I admire Spike Lee, as a filmmaker, more than maybe any other director working today. That isn’t to say that I always like his movies, but I appreciate the risks he takes, both artistically and thematically.
He’s always trying something, looking for a new way to tell a story, looking for important stories to tell, and testing the boundaries of standard filmmaking “rules.” As with any risk, there are times this simply doesn’t work out. But when everything clicks, Spike Lee is as good as there is.
His newest, BlacKkKlansman, is his best in more than a decade and, interestingly, also probably his most conventional. It tells the true story of Ron Stallworth, a black police detective in Colorado Springs who, incredibly, infiltrated the local Ku Klux Klan in the 1970s. Stallworth conducted much of his business over the phone, for obvious reasons, even having multiple conversations with David Duke, who at the time was the Grand Wizard of the KKK. Stallworth worked with a white colleague who took his place when in-person meetings with the Klan were necessary.
Much of the movie is a pretty straight-ahead cop thriller-slash-comedy, but it’s steeped in racial and social issues that Lee makes very clear are more than relevant today. Lee draws parallels to contemporary events and the explicit and implicit racism currently thrashing about in our society so effectively, that if you told me most of the dialogue actually came from conversations that took place entirely over the past two or three years, I would absolutely believe it.
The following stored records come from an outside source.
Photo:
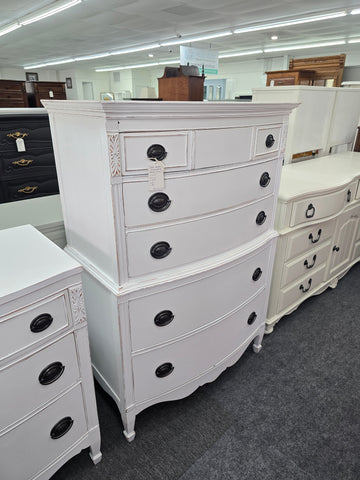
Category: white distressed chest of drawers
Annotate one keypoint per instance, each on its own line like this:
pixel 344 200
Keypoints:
pixel 47 402
pixel 176 278
pixel 318 220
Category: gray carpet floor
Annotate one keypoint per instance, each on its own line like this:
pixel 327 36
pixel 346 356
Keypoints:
pixel 292 412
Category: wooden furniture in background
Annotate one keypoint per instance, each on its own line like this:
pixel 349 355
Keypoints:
pixel 13 94
pixel 47 403
pixel 177 84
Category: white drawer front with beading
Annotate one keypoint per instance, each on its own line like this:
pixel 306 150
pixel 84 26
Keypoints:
pixel 197 194
pixel 36 379
pixel 28 326
pixel 172 365
pixel 42 438
pixel 169 314
pixel 168 246
pixel 172 149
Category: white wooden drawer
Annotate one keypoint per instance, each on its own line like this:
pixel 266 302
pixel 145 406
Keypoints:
pixel 36 379
pixel 318 207
pixel 197 354
pixel 29 447
pixel 136 149
pixel 197 194
pixel 222 146
pixel 301 288
pixel 267 140
pixel 28 326
pixel 163 316
pixel 303 240
pixel 310 260
pixel 193 240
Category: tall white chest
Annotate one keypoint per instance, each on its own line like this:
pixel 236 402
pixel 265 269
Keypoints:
pixel 169 206
pixel 47 402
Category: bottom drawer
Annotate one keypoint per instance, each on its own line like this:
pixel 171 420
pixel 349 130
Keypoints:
pixel 300 289
pixel 29 447
pixel 174 364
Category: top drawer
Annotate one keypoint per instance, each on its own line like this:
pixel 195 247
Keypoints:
pixel 35 132
pixel 172 149
pixel 28 326
pixel 318 207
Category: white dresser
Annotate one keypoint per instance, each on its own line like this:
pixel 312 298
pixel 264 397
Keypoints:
pixel 47 402
pixel 176 275
pixel 318 220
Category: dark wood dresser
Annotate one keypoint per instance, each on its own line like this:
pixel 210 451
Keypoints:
pixel 27 166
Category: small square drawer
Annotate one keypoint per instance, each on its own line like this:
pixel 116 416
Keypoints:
pixel 267 140
pixel 28 326
pixel 35 380
pixel 225 146
pixel 172 149
pixel 42 438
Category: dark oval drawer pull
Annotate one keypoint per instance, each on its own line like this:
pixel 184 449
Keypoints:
pixel 156 152
pixel 261 217
pixel 51 373
pixel 303 289
pixel 41 323
pixel 310 211
pixel 164 370
pixel 158 202
pixel 61 427
pixel 257 274
pixel 265 179
pixel 306 263
pixel 311 238
pixel 252 318
pixel 270 140
pixel 160 250
pixel 163 318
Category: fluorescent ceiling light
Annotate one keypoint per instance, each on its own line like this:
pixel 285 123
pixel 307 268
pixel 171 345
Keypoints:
pixel 6 30
pixel 136 49
pixel 48 13
pixel 240 54
pixel 126 67
pixel 195 39
pixel 301 47
pixel 287 23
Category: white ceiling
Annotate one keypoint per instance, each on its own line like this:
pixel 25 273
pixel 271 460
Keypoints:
pixel 98 26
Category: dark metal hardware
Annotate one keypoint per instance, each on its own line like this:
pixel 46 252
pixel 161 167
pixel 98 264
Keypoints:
pixel 158 202
pixel 265 179
pixel 311 238
pixel 307 264
pixel 51 373
pixel 270 140
pixel 261 217
pixel 61 427
pixel 164 370
pixel 252 318
pixel 164 318
pixel 156 152
pixel 303 289
pixel 257 274
pixel 41 323
pixel 310 211
pixel 160 250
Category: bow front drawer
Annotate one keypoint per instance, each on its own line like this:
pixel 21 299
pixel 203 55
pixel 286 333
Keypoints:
pixel 29 326
pixel 197 193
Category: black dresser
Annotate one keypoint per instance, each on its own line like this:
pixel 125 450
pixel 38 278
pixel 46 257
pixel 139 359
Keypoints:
pixel 27 166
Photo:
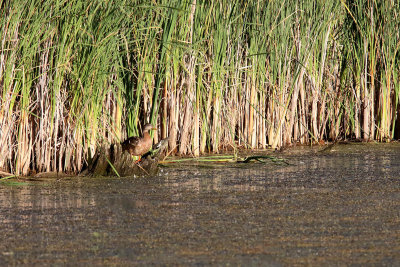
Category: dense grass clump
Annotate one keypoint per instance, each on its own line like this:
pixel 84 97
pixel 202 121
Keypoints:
pixel 209 74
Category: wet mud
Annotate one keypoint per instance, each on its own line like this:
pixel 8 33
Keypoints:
pixel 339 206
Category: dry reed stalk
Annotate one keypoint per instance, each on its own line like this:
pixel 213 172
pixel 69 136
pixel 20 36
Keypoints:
pixel 164 111
pixel 172 128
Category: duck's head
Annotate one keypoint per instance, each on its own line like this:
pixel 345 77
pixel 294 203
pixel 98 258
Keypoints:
pixel 148 127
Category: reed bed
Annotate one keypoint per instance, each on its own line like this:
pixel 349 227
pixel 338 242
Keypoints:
pixel 211 75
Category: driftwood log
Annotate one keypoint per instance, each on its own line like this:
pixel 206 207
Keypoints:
pixel 112 160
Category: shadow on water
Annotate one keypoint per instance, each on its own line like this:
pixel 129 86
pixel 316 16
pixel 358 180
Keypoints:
pixel 339 207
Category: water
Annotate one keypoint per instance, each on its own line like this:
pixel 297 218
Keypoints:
pixel 336 207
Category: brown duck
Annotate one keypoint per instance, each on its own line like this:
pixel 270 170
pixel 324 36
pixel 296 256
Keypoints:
pixel 137 146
BlacKkKlansman is the kind of movie that could win Lee an Oscar, especially considering he probably should have been recognized at least twice before. He knows perfectly well how to build tension, how to charm us, and how to outrage us, and there’s at least one sequence that’s among the best of his career. But: before you cheer too hard at what seems to be a crowd-pleasing ending, keep in mind that Spike Lee definitely knows how to land a punch.